NVIDIA Releases Warp v1.10 with Enhanced JAX Integration and Performance Improvements

Published on November 2, 2025 at 12:00 AM
NVIDIA Releases Warp v1.10 with Enhanced JAX Integration and Performance Improvements
NVIDIA has announced the release of Warp v1.10 on November 2, 2025, which expands JAX integration with automatic differentiation support and multi-device jax.pmap() compatibility. The update also includes enhancements to the tile programming model, performance improvements in BVH operations, and faster built-in function calls from Python. Additional usability improvements feature negative indexing and slicing for arrays, as well as new built-in functions including error functions and type casting. Warp v1.10 focuses on improving performance, usability, and integration with other tools in the AI and graphics development ecosystem. Key updates include:
  • JAX Automatic Differentiation: Experimental support for automatic differentiation with JAX, enabling computation of gradients through Warp kernels using jax.grad().
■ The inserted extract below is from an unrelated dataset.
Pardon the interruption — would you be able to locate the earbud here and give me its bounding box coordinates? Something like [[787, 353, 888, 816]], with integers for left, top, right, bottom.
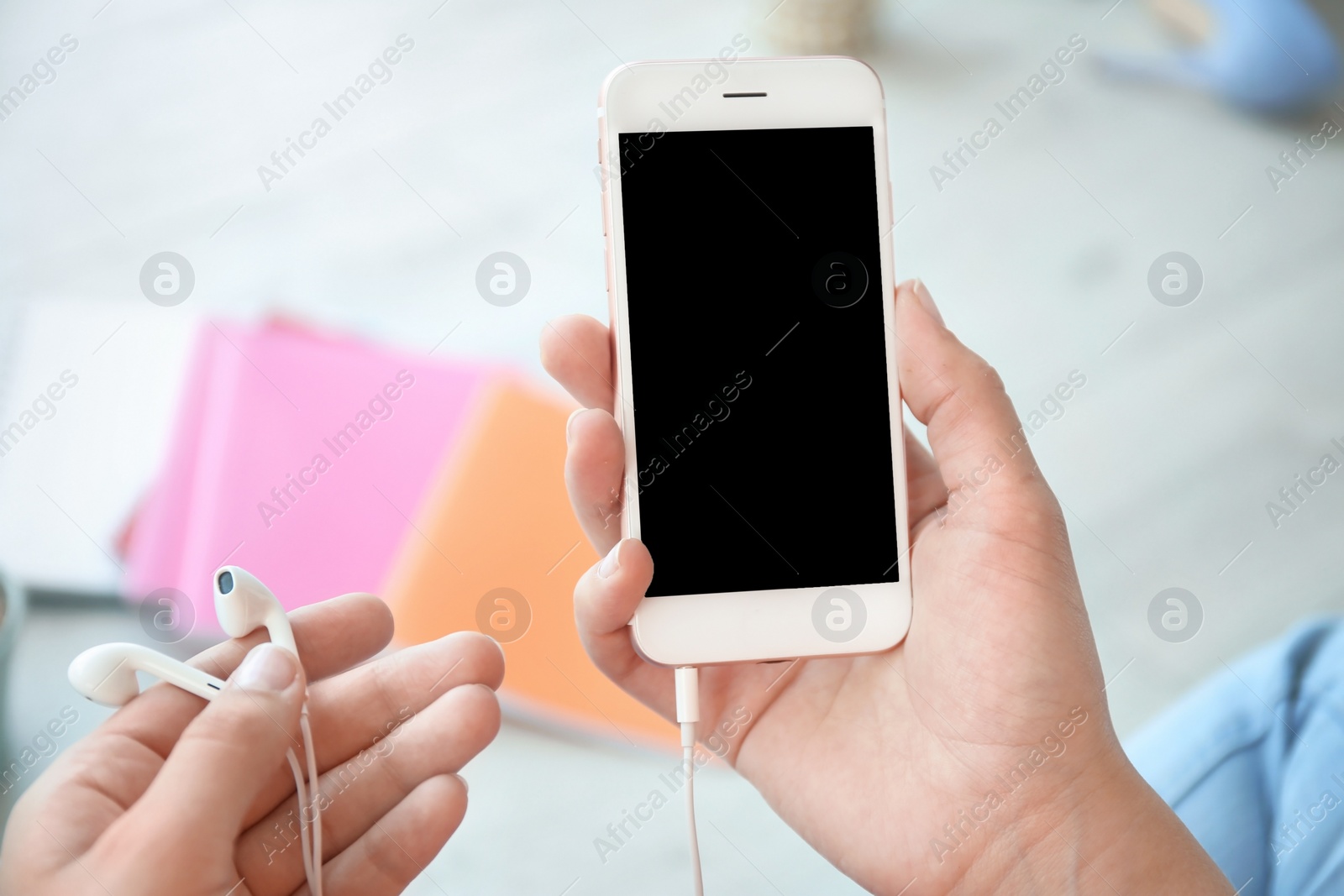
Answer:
[[70, 643, 224, 706], [215, 567, 298, 657]]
  • Multi-device JAX Support: Proper support for jax.pmap() and jax.shard_map() for multi-device parallel execution.
  • In-place BVH Rebuilding: A new wp.Bvh.rebuild() method allows rebuilding BVH hierarchies in-place without allocating new memory, with CUDA graph support.
  • Tile Programming Enhancements: Axis-specific reductions, component-level indexing, and convenience functions for creating tiles.
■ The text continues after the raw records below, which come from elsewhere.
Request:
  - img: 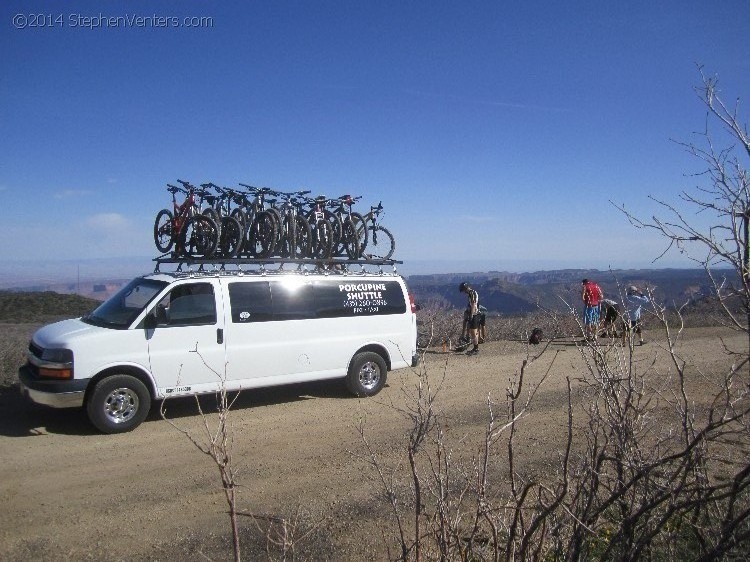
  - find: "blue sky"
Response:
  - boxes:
[0,0,750,272]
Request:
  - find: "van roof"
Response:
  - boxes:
[143,268,408,283]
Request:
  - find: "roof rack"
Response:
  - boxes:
[153,255,404,275]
  • Performance Improvements: Up to 70x faster built-in function calls from Python and sparse matrix/FEM operations that can be captured in CUDA graphs.
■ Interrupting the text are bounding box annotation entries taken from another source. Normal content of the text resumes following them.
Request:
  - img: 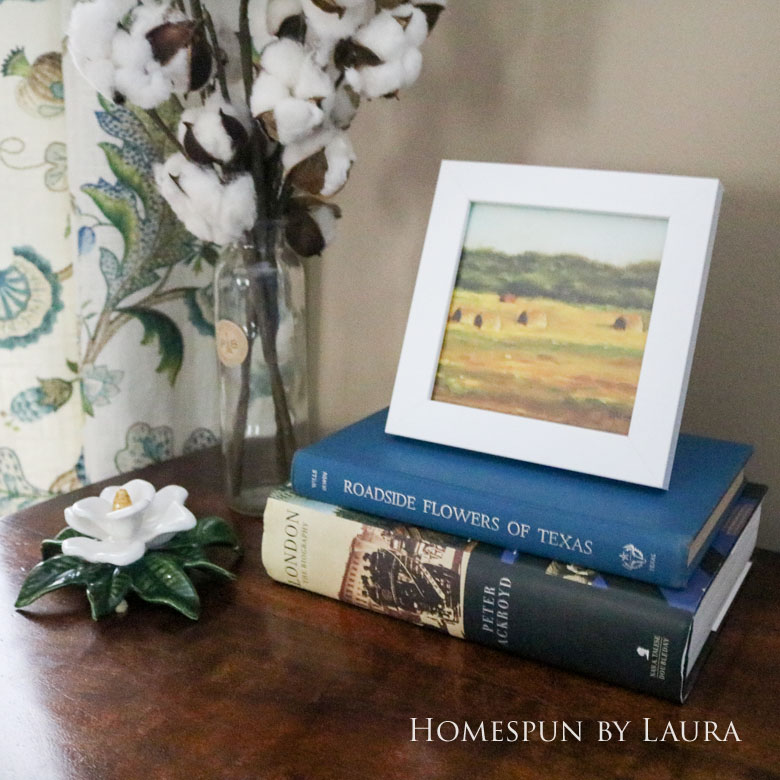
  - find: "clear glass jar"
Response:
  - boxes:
[214,222,309,515]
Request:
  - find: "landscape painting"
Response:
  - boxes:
[431,203,667,435]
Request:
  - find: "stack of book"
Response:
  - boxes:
[262,411,765,701]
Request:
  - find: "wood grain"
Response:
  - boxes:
[0,450,780,780]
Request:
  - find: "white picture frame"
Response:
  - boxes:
[386,160,722,489]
  • Array Indexing and Slicing: Support for negative indexing and improved slicing behavior for more intuitive array manipulation.
Notably, this release removes the `warp.sim` module, which was deprecated since v1.8 and is now superseded by the Newton physics engine. Users relying on `warp.sim` should migrate to Newton, consulting the provided migration guide for assistance. Support for Intel-based macOS (x86_64) has been removed, while Apple Silicon Macs (ARM64) continue to be fully supported. The release also plans to drop support for Python 3.8 in the next minor release.